COVID-19 interrupted a period of strong economic growth in Hungary. After increasing in 2019, real
GDP fell by 13.6% year-on-year in the second quarter of 2020. Although the policy measures to
mitigate the first wave of infections were less stringent than the EU average, Hungary’s economy
was affected due to its large exposure to highly cyclical industries (e.g. the automotive sector), as
well as tourism and air transport, which have been severely constrained by the pandemic. Economic
activity rebounded vigorously as the lockdown measures were eased and international supply chains
were restored. By August 2020, industrial production and retail sales were down. Hungary
experienced a strong second wave of the pandemic. Household confidence and some mobility
indicators decreased. In 2021, there was already a recovery and the gross domestic product
increased to 182.28 billion US dollars (=111.1% of 2019).

However, Hungary’s economic prospects have considerably worsened since the war broke out in
Ukraine. This is mainly due to the country’s heavy (pre-war) energy-import dependence on Russia
and the impact of EU sanctions against Russia on the domestic economy (for example rising inflation
and a potential energy crisis). In 2022, economic activity in Hungary still held up better than initially
expected, thanks to robust consumer spending, investment and external demand. Statistical base
effects also helped to achieve growth of around +5% annually. However, the impact of surging
inflation, rising interest rates, weakening external demand and deteriorating business confidence
will take full effect in 2023. We expect both domestic and external demand to slow down markedly.
A recession is likely in the first half of 2023 and for the full year, real GDP is likely to grow at less than
+1%. The tentative forecast for 2024 is a modest recovery to just around +2% growth.

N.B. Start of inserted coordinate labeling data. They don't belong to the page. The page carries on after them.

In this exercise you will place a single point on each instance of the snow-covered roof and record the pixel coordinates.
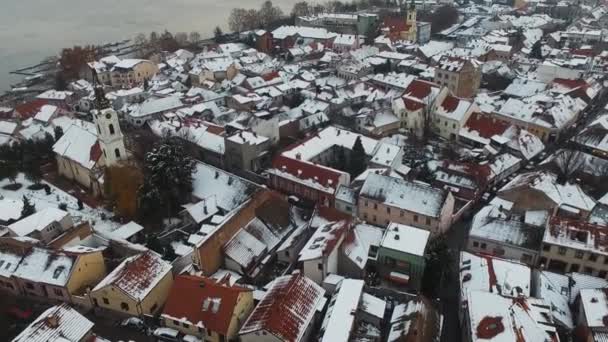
(79, 145)
(595, 307)
(202, 210)
(499, 319)
(229, 190)
(328, 138)
(486, 273)
(405, 239)
(137, 276)
(45, 113)
(302, 31)
(127, 230)
(490, 223)
(157, 105)
(287, 309)
(411, 196)
(10, 209)
(60, 323)
(561, 194)
(37, 221)
(339, 319)
(46, 266)
(324, 240)
(554, 289)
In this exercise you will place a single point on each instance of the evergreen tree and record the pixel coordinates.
(218, 35)
(357, 158)
(28, 208)
(58, 132)
(153, 243)
(536, 52)
(168, 177)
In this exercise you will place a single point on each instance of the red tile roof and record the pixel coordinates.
(485, 125)
(450, 103)
(287, 309)
(197, 291)
(419, 89)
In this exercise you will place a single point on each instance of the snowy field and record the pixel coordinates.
(41, 200)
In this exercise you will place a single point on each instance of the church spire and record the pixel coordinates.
(101, 102)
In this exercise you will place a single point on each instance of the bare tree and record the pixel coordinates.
(236, 21)
(301, 9)
(195, 37)
(568, 162)
(181, 38)
(269, 13)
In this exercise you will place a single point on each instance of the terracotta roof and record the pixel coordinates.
(450, 103)
(485, 125)
(200, 293)
(419, 89)
(287, 309)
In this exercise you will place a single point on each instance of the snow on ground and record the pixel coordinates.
(41, 200)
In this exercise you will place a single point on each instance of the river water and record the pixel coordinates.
(31, 30)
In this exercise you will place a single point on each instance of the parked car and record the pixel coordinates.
(167, 334)
(134, 323)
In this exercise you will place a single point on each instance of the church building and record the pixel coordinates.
(86, 149)
(396, 27)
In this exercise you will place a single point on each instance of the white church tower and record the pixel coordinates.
(110, 136)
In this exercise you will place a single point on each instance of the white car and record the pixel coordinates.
(167, 334)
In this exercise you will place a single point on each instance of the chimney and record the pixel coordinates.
(52, 321)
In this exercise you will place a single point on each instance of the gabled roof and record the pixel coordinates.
(79, 145)
(287, 308)
(411, 196)
(210, 304)
(60, 323)
(136, 276)
(324, 240)
(46, 266)
(37, 221)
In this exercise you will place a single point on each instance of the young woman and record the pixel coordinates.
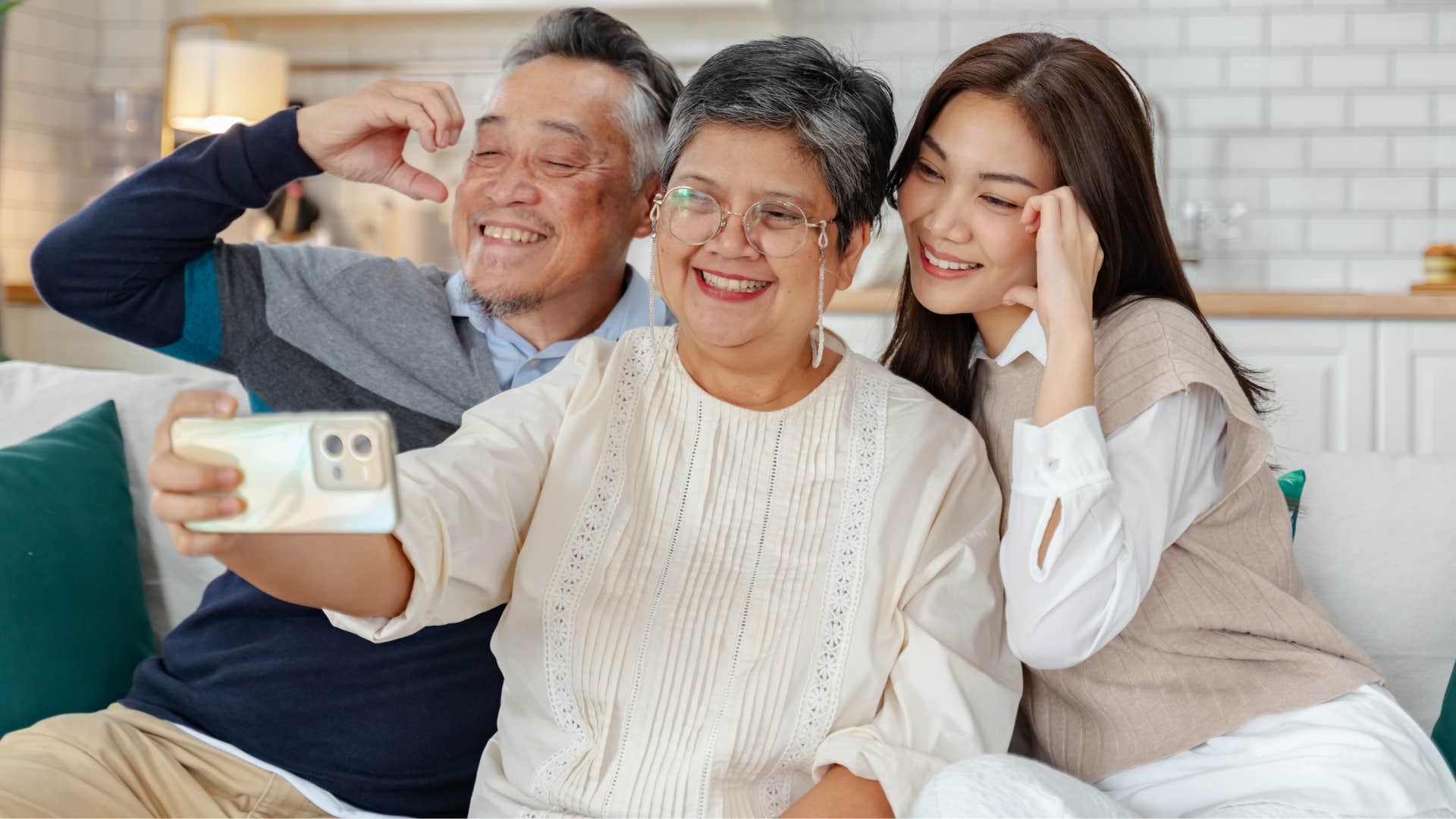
(1174, 656)
(720, 598)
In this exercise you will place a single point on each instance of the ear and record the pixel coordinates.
(642, 205)
(849, 260)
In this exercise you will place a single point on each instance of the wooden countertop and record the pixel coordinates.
(1213, 303)
(1237, 303)
(22, 295)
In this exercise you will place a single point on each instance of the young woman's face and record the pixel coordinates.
(962, 206)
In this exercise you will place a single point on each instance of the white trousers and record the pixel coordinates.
(1357, 755)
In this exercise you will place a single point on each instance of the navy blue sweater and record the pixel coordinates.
(395, 727)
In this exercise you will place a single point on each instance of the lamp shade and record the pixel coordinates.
(216, 83)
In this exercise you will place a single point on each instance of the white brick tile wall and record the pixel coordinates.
(1266, 153)
(1188, 153)
(1226, 31)
(1347, 234)
(1145, 34)
(1446, 193)
(1411, 234)
(1446, 28)
(1338, 153)
(1307, 193)
(1391, 28)
(1164, 74)
(1307, 30)
(1267, 72)
(1222, 111)
(1392, 275)
(1389, 110)
(1305, 275)
(1424, 152)
(1222, 188)
(1416, 71)
(1446, 110)
(1307, 111)
(1391, 193)
(1272, 234)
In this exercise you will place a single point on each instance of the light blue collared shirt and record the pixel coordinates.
(517, 362)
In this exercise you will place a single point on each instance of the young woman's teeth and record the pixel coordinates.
(733, 284)
(510, 234)
(944, 264)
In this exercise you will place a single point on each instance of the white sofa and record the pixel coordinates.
(1376, 535)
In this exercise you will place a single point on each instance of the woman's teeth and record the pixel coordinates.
(944, 264)
(733, 284)
(510, 234)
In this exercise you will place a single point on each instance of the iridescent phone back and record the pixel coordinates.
(302, 471)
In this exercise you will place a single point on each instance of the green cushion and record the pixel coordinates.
(1445, 733)
(1293, 487)
(73, 618)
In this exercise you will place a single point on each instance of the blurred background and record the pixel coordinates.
(1308, 153)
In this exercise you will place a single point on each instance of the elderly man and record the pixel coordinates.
(234, 717)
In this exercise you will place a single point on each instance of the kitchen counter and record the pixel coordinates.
(1239, 303)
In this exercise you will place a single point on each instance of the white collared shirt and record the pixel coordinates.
(1125, 499)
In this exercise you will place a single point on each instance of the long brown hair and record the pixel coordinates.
(1091, 118)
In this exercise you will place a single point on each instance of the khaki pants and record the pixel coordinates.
(124, 763)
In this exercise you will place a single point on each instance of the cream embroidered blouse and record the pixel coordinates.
(708, 607)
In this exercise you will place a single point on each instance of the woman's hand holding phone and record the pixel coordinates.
(178, 485)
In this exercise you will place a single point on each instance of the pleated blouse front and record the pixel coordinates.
(708, 605)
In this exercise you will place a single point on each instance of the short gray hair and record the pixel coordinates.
(842, 115)
(588, 34)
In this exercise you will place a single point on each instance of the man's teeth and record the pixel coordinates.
(510, 234)
(733, 284)
(944, 264)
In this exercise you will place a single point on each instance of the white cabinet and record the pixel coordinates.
(1340, 385)
(1323, 373)
(1417, 387)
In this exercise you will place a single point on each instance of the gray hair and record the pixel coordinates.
(587, 34)
(840, 114)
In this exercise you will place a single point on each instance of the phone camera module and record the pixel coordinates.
(363, 447)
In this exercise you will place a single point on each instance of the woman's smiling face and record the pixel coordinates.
(727, 293)
(962, 206)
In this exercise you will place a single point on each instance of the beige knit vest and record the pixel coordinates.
(1228, 630)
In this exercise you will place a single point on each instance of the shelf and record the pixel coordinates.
(1235, 305)
(243, 9)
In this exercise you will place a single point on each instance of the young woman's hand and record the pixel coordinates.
(1069, 257)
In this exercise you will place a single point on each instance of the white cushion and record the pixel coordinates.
(36, 398)
(1376, 542)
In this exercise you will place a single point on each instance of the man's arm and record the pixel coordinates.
(121, 264)
(118, 264)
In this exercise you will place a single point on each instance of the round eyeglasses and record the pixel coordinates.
(775, 228)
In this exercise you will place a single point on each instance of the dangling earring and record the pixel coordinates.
(819, 325)
(651, 279)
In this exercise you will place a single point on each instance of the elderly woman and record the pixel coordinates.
(745, 569)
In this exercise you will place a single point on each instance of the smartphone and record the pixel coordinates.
(318, 472)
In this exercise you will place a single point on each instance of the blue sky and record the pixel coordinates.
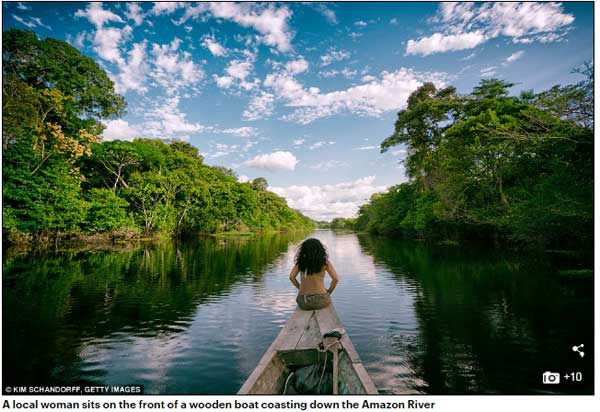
(303, 94)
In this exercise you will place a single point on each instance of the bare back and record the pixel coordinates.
(313, 284)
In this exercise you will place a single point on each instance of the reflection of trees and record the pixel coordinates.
(54, 303)
(487, 324)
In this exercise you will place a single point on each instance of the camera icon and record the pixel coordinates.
(551, 378)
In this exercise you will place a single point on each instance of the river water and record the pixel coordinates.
(195, 316)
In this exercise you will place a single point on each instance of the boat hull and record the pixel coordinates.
(296, 346)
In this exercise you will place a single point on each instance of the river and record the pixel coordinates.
(195, 316)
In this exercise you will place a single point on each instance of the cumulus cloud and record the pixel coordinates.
(213, 46)
(135, 12)
(133, 71)
(261, 107)
(166, 120)
(237, 73)
(274, 162)
(437, 43)
(270, 21)
(244, 131)
(31, 22)
(328, 13)
(174, 69)
(297, 66)
(330, 164)
(466, 25)
(514, 57)
(320, 144)
(488, 71)
(387, 92)
(120, 130)
(334, 55)
(166, 7)
(97, 15)
(330, 201)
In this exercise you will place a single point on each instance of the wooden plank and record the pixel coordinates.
(311, 337)
(257, 373)
(365, 378)
(291, 333)
(328, 320)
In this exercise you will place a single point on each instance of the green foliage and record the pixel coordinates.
(59, 179)
(489, 165)
(106, 212)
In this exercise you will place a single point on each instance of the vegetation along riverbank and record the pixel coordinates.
(60, 181)
(492, 166)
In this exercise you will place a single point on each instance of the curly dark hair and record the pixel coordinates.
(311, 256)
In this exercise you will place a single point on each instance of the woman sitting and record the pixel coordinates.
(312, 262)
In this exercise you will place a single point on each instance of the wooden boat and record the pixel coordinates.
(297, 345)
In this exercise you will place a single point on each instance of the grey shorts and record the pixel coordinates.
(311, 302)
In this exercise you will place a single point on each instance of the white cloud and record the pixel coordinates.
(488, 71)
(268, 20)
(224, 82)
(108, 41)
(120, 130)
(135, 12)
(514, 57)
(466, 25)
(261, 106)
(31, 22)
(330, 201)
(297, 66)
(438, 43)
(241, 131)
(213, 46)
(236, 74)
(326, 12)
(273, 162)
(174, 69)
(347, 73)
(330, 164)
(133, 71)
(388, 92)
(320, 144)
(334, 56)
(165, 120)
(98, 15)
(166, 7)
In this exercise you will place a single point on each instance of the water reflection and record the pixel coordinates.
(487, 323)
(196, 316)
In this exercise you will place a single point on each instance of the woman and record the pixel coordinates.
(312, 263)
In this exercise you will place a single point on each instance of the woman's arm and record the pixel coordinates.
(293, 275)
(333, 275)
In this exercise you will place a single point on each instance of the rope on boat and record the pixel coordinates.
(325, 349)
(286, 382)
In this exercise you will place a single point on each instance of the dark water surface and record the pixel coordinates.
(194, 317)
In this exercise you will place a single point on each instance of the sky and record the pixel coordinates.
(303, 94)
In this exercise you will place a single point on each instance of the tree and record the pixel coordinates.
(491, 165)
(260, 183)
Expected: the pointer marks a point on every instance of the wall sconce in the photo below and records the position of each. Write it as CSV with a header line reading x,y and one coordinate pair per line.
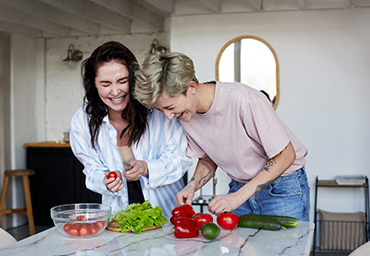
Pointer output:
x,y
73,55
155,47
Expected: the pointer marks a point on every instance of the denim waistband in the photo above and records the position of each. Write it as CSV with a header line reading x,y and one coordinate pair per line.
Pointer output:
x,y
301,171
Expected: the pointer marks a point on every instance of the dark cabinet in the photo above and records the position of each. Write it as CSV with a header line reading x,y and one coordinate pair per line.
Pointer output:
x,y
58,180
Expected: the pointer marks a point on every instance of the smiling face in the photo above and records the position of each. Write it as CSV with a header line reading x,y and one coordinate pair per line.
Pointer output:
x,y
182,107
112,84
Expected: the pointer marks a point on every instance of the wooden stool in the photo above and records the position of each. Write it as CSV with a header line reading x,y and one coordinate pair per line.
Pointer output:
x,y
26,184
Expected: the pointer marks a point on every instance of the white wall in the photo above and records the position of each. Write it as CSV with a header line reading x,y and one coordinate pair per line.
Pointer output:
x,y
324,59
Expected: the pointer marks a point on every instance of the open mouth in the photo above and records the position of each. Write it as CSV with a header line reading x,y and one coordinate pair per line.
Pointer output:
x,y
180,116
117,99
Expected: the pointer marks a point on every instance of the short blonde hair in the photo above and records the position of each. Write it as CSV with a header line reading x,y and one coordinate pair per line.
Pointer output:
x,y
169,71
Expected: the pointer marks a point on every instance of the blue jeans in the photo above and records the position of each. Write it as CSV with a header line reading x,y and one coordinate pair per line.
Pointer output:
x,y
286,196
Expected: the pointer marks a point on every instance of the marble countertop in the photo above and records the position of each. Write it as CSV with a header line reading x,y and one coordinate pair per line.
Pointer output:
x,y
240,241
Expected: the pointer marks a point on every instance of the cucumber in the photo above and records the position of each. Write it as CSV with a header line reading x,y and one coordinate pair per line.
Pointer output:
x,y
287,222
259,223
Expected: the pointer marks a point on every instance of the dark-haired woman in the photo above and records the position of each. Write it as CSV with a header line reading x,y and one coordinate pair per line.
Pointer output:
x,y
113,132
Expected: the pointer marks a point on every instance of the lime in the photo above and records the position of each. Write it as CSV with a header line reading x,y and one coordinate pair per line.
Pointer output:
x,y
210,230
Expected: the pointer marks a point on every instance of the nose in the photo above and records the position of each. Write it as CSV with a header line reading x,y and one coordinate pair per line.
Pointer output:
x,y
115,89
168,114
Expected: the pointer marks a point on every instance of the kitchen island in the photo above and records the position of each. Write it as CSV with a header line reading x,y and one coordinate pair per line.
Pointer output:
x,y
240,241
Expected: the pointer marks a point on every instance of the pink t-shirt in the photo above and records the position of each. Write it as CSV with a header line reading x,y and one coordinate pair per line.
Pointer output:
x,y
240,133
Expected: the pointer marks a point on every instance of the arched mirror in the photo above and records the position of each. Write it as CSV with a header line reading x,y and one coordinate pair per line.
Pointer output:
x,y
252,61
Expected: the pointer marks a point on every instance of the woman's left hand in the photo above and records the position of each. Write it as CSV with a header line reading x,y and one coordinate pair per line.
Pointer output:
x,y
135,169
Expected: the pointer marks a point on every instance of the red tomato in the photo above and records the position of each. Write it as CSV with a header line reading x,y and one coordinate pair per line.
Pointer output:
x,y
186,221
202,218
84,231
184,231
112,175
77,225
100,224
228,220
73,231
183,211
66,227
172,220
80,218
93,229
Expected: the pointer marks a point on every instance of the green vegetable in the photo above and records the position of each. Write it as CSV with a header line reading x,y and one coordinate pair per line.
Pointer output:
x,y
139,216
259,223
210,230
287,222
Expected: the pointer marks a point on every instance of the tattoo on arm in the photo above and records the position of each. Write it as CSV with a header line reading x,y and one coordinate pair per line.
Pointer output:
x,y
269,164
272,162
205,172
267,168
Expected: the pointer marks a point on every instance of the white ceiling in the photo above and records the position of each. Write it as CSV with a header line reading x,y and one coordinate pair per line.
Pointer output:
x,y
58,18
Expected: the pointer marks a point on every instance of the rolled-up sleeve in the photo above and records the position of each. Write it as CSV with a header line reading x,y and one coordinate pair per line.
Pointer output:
x,y
81,146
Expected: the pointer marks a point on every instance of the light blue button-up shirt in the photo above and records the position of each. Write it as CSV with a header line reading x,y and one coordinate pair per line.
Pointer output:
x,y
162,146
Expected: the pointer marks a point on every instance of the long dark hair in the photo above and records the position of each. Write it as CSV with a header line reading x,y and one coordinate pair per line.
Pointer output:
x,y
134,113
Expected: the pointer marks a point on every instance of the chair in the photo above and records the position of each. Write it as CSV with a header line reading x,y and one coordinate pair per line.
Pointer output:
x,y
362,250
6,238
26,184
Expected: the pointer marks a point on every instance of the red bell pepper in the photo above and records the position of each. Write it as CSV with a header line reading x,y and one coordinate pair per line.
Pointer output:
x,y
185,231
186,221
228,220
202,218
185,210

Inflationary risks have increased against the backdrop of rising global energy and food prices and
comparatively loose monetary policies in Hungary. Monetary policy by the Magyar Nemzeti Bank
(MNB, the central bank) is officially based on inflation targeting (3% ± 1pp) but has been loose for a
long time. The real interest rate has been negative since end-2016, i.e. the key policy interest rate
has been below the inflation rate, even as the latter has been above the target range since early
2021 amid rising energy prices. The latter, combined with a weakening forint (HUF, the local
currency) that pushes up import costs, drove consumer price inflation into double digits for most of
2022 (25% at year-end) and we expect this to remain the case until at least mid-2023. The MNB
began monetary tightening earlier than peers in the region (in June 2021) and eventually also more
decisively in H2 2022 – it hiked its policy rate from 0.60% in May 2021 to 13.00% at end-2022.
However, this did not prevent headline inflation from surging to the highest rate in the CEE region in
2022. Meanwhile, the HUF depreciated by -8% against the EUR in the course of 2022, more than any
other CEE currency. We expect it to weaken further in 2023 against the backdrop of a large current
account deficit and low foreign exchange (FX) reserves.